ESG-oriented investing (Environment/Social/Governance) is a key market-oriented mechanism for using the financial system to assess material risk around generally agreed upon societal goals that go beyond profit-maximization. Environmental goals can include such factors as carbon emissions and water usage. Social goals can include diversity, labor standards, and data protection. Governance goals can include executive compensation and board composition.
Assessing the ESG-related performance of a company or country is an extremely data-intensive enterprise. Investors usually end up relying on one of a number of different companies that provide ESG ratings (also called scores or assessments), such as Sustainalytics (a Morningstar subsidiary) and MSCI (listed on the S&P 500). Parent companies of credit rating agencies (CRA) have also moved into the business of providing ESG scores, even as the credit rating agency arms of those companies increasingly incorporate ESG considerations into their credit ratings with greater transparency and consistency.
Considering how new the practice of non-financial evaluations is, ESG ratings from different firms often give very different results, depending on which measures are factored into the scoring process and how they are prioritized. One study suggested only a 31% correlation between ESG ratings produced by Sustainalytics and MSCI. While divergence of views can often be healthy, this degree of difference suggests a lack of shared data and a lack of agreement about the key drivers of ESG risk. By comparison the credit ratings market — another example of an “information market” — has had much more time to agree on many drivers of credit risk.
We applaud the recent proposal by the SEC to require more disclosure by public companies of climate-related risks. That is a good step that will provide investors with more information, help improve the ESG ratings process, and lead to more robust ESG ratings. We will also be able to better determine the connection between ESG ratings and financial performance.
The SEC is also looking at the potential for conflicts in this new area. The agency’s 2022 staff report on Nationally Recognized Statistical Ratings Organizations (NRSRO) raised questions about credit ratings produced by NRSROs, particularly those with ESG affiliates. The report noted that:
….in incorporating ESG factors into ratings determinations, NRSROs may not adhere to their methodologies or policies and procedures, consistently apply ESG factors, make adequate disclosure regarding the use of ESG factors applied in rating actions, or maintain effective internal controls involving the use in ratings of ESG-related data from affiliates or unaffiliated third parties. The Staff also identified the potential risk for conflicts of interest if an NRSRO offers ratings and non-ratings ESG products and services
The SEC was doing its job by raising these questions of methodology and potential conflicts as part of its regulatory oversight. Notably, the inspections did not produce any evidence of actual problems. Yet these concerns can easily be overstated, as they were in recent articles by the Wall Street Journal and Responsible Investor. It’s important to note that such issues of conflicts of interest and consistent application of methodologies arise in any market for information. In a data-driven world, companies that use data to provide third-party assessments of products, services, and other companies will always be under pressure to modify their assessments by those being assessed or with something to gain from the assessment. As I wrote in a January 2021 policy brief, available on the Progressive Policy Institute website:
In every part of the economy, the Information Age has made an exponentially increasing amount of data available to everyone. The difficult problem is extracting useful signals from the noise, especially when some market participants are actively taking advantage of opportunities to manipulate data, or to create false signals.

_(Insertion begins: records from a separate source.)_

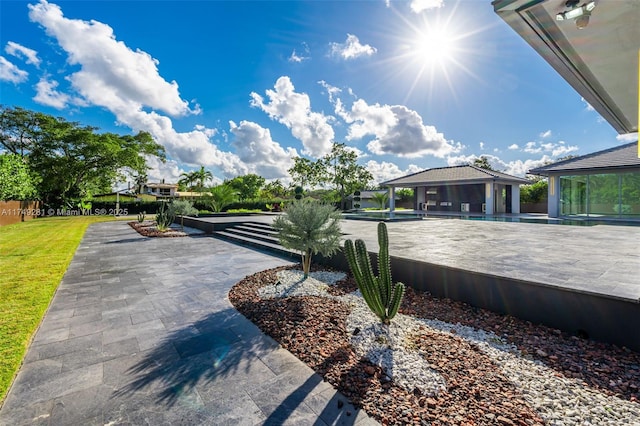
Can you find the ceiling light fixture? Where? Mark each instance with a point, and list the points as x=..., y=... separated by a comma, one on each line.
x=580, y=13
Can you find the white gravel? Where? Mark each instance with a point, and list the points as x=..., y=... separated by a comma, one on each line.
x=559, y=400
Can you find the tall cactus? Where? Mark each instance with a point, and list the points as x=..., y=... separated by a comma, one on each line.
x=382, y=296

The key is to develop a set of processes and incentives that help manage new conflicts of interest. That’s certainly not an insurmountable problem, as the credit ratings agencies have shown. Indeed, credit rating agencies are known for their ability to apply their methodologies in a consistent and transparent fashion. In fact, that’s the essence of their business model. As I wrote in the policy brief:
The agencies assess the creditworthiness of the bonds according to published and detailed methodologies. In fact, there is literally nowhere else in the private sector that gives this level of transparency into the intellectual property of an organization, or that so rigorously documents their internal methodology for making decisions (imagine a newspaper committing itself publicly for how it chooses stories or does reporting, including reporting on advertisers).
True, the credit rating agencies came under criticism for their role in the 2008-2009 financial crisis. But the aftermath of the crisis, SEC oversight of CRAs was greatly increased. As Jessica Kane, then director of the SEC’s Office of Credit Ratings, noted in a 2020 speech: “In the span of 15 years, the credit rating industry has gone from being largely unregulated to being subject to a robust disclosure and examination regulatory regime.” As a result, the CRAs consistently produce strong signals that are useful for market participants. ESG ratings firms should strive to do the same.